Forum Discussion

Gustavo_Randich's avatar
Gustavo_Randich
Icon for Nimbostratus rankNimbostratus
Feb 04, 2013

long-lived TCP connections being RST

 

Hello,

 

 

We can't make AMQP permanent long-lived TCP connections to a RabbitMQ pool work smootly with LTM. The LTM keeps dropping connections with a TCP RST payload of "TCP 3WHS rejected", with the application left in an unrecoverable socket state needing a restart.

 

 

We've read thoroughly this: http://support.f5.com/kb/en-us/solutions/public/9000/800/sol9812.html, and played with different values for TCP Profiles, including Idle Timeout, Reset on Timeout, Keep Alive Interval, Max Syn/Segment Retransmission, etc. without success.
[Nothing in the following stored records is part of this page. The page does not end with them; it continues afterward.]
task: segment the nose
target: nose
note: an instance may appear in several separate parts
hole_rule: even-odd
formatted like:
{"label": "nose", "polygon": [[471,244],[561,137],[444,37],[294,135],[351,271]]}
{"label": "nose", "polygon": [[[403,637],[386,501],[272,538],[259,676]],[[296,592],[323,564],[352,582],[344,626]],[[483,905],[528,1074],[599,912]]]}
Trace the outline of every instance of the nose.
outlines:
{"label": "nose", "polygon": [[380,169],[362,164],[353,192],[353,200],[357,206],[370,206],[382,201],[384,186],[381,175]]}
We cannot change LTM 'Global Settings', but we discarded as possible causes virtual server connection limits, available pool members or limits, or iRules or SNAT problems.

 

 

We also can't make SSH connections stay open for more than 1 hour, regardless of user activity, but in this case we've not observed the TCP RST payload.

 

 

 

We are looking for a recipe (TCP Profile?) to make a virtual server "intouchable", making it's connections undroppable, or droppable, say, only once a day. Has someone ever used LTM as a SSH / RabbitMQ balancer with a, e.g., 6-hour inactivity tolerance?

 

 

Thanks in advance,

 

 

 

 

3 Replies

  • OK, so...

     

    1) The RST is sent from the F5 to the real server, not to the client right?

     

    2)Is SNAT involved in any way?

     

    3) What's the highest Idle Time you've tried?

     

    4) How long will a connection stay up for?

     

    5) Are monitors failing at all?

     

    6) Doesn't the client use a keepalive?

     

    7) Have you used the same profile settings client and server-side?

     

    8) Are there any firewalls in path?

     

     

    That article doesn't actually list all the possible reasons for a RST, there are others (such as unmirrored connections during a failover) but I'm still working on a complete list.

     

     

    I've had applications using long lived connections without any issues but I'm pretty sure most of them had at least an hourly keepalive of one kind or another.
  • >> 1) The RST is sent from the F5 to the real server, not to the client right?

     

     

    The RST is sent from the F5 to the client; the real server never receives an RST from F5. (If we bypass the F5, the client never receives an RST from the real server)

     

     

    >> 2)Is SNAT involved in any way?

     

     

    We are using a dedicated SNAT Pool for this virtual server.

     

     

    >> 3) What's the highest Idle Time you've tried?

     

     

    We've tried 86400 seconds, client and server profile.

     

     

    >> 4) How long will a connection stay up for?

     

     

    In the range from 20 to 120 minutes every one of the 16 clients we have receive an RST (TCP 3WHS rejected)

     

     

    >> 5) Are monitors failing at all?

     

     

    Default tcp monitors are all OK

     

     

    >> 6) Doesn't the client use a keepalive?

     

     

    The client communicates every 5 minutes using AMQP

     

     

    >> 7) Have you used the same profile settings client and server-side?

     

     

    We've tried same profile settings on both sides, and at times using slightly different keepalive intervals for server/client, without success

     

     

    >> 8) Are there any firewalls in path?

     

     

    There are no firewalls

     

     

     

    The AMQP client loses its link with the queue server and logs RPC read timeouts, failing to consume messages, regardless of the socket connection being still open and the heartbeat still working.

     

     

    In the case of SSH, the connection simply gets dropped.

     

     

    Thanks you again

     

  • Hmmm. All looks good and the profile settings are fine and should be honoured. I wonder, did you also configure the SNAT Idle Timeout to match the TCP profile Idle Timeout?

     

     

    Have you tried turning on logging (obviously use with caution), details here: http://support.f5.com/kb/en-us/solutions/public/13000/200/sol13223.html

     

     

    Also, can you do a tcpdump client-side and see if the client does anything unusual prior to RST being sent.